3.4. Pentobarbital-Induced Hypnotic Model in Mice

In brief, the hypnotic model was induced by an intraperitoneal injection of sodium pentobarbital. The mice were pretreated with PBDT derivatives (1 mg/kg, ip), diazepam (1 mg/kg, ip) or vehicle, 15 min before the injection of sodium pentobarbital (30 mg/kg, ip). After the sodium pentobarbital injection, mice were placed in the testing chamber. The latency to the loss of righting reflex (induction time in seconds) and the time required to recover righting reflex or awakening (sleeping time in minutes) were recorded [33].

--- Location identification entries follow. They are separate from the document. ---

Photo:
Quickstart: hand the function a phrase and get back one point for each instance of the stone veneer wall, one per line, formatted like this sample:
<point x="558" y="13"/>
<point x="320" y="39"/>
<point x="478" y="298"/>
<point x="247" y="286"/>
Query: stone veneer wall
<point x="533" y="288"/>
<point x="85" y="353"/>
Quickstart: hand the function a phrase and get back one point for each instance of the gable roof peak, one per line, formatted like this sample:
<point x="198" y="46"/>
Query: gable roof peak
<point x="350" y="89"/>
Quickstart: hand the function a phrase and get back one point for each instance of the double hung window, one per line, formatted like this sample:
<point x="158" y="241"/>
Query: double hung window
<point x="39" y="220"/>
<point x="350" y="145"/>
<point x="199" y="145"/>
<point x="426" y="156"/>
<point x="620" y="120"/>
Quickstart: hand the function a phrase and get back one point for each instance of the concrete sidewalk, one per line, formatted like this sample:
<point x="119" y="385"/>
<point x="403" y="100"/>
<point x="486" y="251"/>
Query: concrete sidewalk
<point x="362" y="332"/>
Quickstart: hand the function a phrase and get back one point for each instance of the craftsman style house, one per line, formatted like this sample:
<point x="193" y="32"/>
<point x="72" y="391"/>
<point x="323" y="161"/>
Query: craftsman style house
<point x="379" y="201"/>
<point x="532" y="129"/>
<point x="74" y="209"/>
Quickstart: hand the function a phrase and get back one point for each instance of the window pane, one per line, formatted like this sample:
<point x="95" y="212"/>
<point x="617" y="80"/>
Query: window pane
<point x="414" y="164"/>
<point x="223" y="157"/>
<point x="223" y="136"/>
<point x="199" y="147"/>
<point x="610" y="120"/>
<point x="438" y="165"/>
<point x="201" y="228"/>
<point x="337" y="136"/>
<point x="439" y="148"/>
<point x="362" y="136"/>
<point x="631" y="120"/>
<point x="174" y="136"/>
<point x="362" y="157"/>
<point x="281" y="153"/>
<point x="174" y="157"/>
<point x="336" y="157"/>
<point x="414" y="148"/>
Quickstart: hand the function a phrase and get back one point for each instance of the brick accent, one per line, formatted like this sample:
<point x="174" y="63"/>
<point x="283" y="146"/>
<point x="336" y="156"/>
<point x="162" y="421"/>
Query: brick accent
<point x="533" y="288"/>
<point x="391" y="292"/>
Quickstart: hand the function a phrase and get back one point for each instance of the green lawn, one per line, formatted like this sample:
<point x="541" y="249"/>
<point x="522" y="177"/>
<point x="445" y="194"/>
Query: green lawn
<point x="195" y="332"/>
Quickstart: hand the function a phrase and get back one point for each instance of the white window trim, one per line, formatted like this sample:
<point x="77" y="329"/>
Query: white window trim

3.5. Elevated Plus Maze in Mice

The elevated plus maze is comprised of two open arms (30 × 5 × 0.25 cm) and two closed arms (30 × 5 × 15 cm) that extended from a common central platform (5 × 5 cm) that was elevated to a height of 50 cm above the floor level. Mice were given PBDT derivatives (1 mg/kg, ip), diazepam (1 mg/kg, ip) or vehicle 15 min before their placement on the elevated plus maze. In the experimental period, every precaution was taken to ensure that no external stimuli could evoke anxiety in the mice. After each test, the maze was carefully cleaned up with a wet tissue paper (10% ethanol solution) to eliminate the interference of the olfactory cues on the next mice. All tests were recorded by a video camera and an automated video tracking system device equipped with Etho Vision XT software (Noldus Information Technology, Leesburg, VA, USA). The number of entries and the time spent in the open and closed arms were recorded during a 5-min test period. The percentage of arm entries in each arm (open or closed arm entry × 100/total entries) and the percentage of time spent in each arm (time spent in open or closed × 100/time spent in both arms) were calculated for each mouse [33].

3.6. Statistical Analysis

All data were expressed as the mean ± SEM for each experimental group. Statistical analysis was performed by one-way analysis of variance (ANOVA) followed by Dunnett’s test. When the probability (p) was less than 0.05, the difference was considered significant. IBM SPSS Statistics 12.0 (SPSS Inc., Chicago, IL, USA) was used in this study.

4. Conclusions

We have synthesized four pentacyclic benzodiazepine derivatives (PBDTs 13–16) from 3-amino triazolopyrrolo[2,1-c][1,4]benzodiazepin-8-one (12) via conventional thermal heating and microwave-assisted intramolecular cyclocondensation. The biological evaluation of these compounds revealed that PBDT 13 possessed the best anticonvulsant, sedative and anxiolytic effects. There was no significant difference in potency between PBDT 13 and diazepam in our tests, and the action mechanism of PBDT 13 could be similar to that of diazepam via the benzodiazepine receptors.